Günümüzde yabancılaşma konusundaki araştırmalarıyla tanınan Amerikalı sosyolog Melvin
Seeman ise, 'Yabancılaşmanın Anlamı' başlıklı yazısında, yabancılaşmayı içinde yaşanılan
koşullarla ilişkilendirir ve olayın kurumsal boyutunu yok saymadan bireyin ruhsal
yaşamındaki izdüşümlerini ortaya koymaya çalışır. Seeman, 'yabancılaşma-anomi' sorununun
bireyin psikolojisinde beş önemli alanda yoğunlaştığını belirtir. Bunlar: Güçsüzlük;
Anlamsızlık; Normsuzluk; İzolasyon; Kendinden Yabancılaşmadır (Seeman, 1959). Seeman,
yabancılaşma durumunun en temel bileşeninin, bireyin kurumsal yapılar karşısında duyduğu
çok yönlü 'Güçsüzlük' olduğunu vurgular (Seeman, 1959). Bu durum, "'Yabancılaşma' daha
çok katı ve disipliner işleyen kapitalist ve bürokratik kurumsal yapılar içinde kendisini
gösterir" şeklindeki yaygın görüşü de destekler niteliktedir.

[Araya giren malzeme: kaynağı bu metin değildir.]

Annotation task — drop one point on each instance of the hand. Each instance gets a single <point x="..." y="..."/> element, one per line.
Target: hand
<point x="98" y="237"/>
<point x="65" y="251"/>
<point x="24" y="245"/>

"Yabancılaşma" başlıklı bu yazının arkası yarın (25 Aralık 2011, Pazar).
Kaynakça:
Fromm, Erich. (l982). Sağlıklı Toplum. çev. Y. Salman ve Z. Tanrısay, İstanbul: Payel Yayınları
Marcuse, Herbert. (1964). One-dimensional man. Boston : Beacon.
Seeman, Melvin. (1959). “On the meaning of alienation,” American Sociological Review,. 24(6) :783-791.
Tolan, Barlas. (l991). Toplum Bilimlerine Giriş. Ankara: Adım Yayıncılık.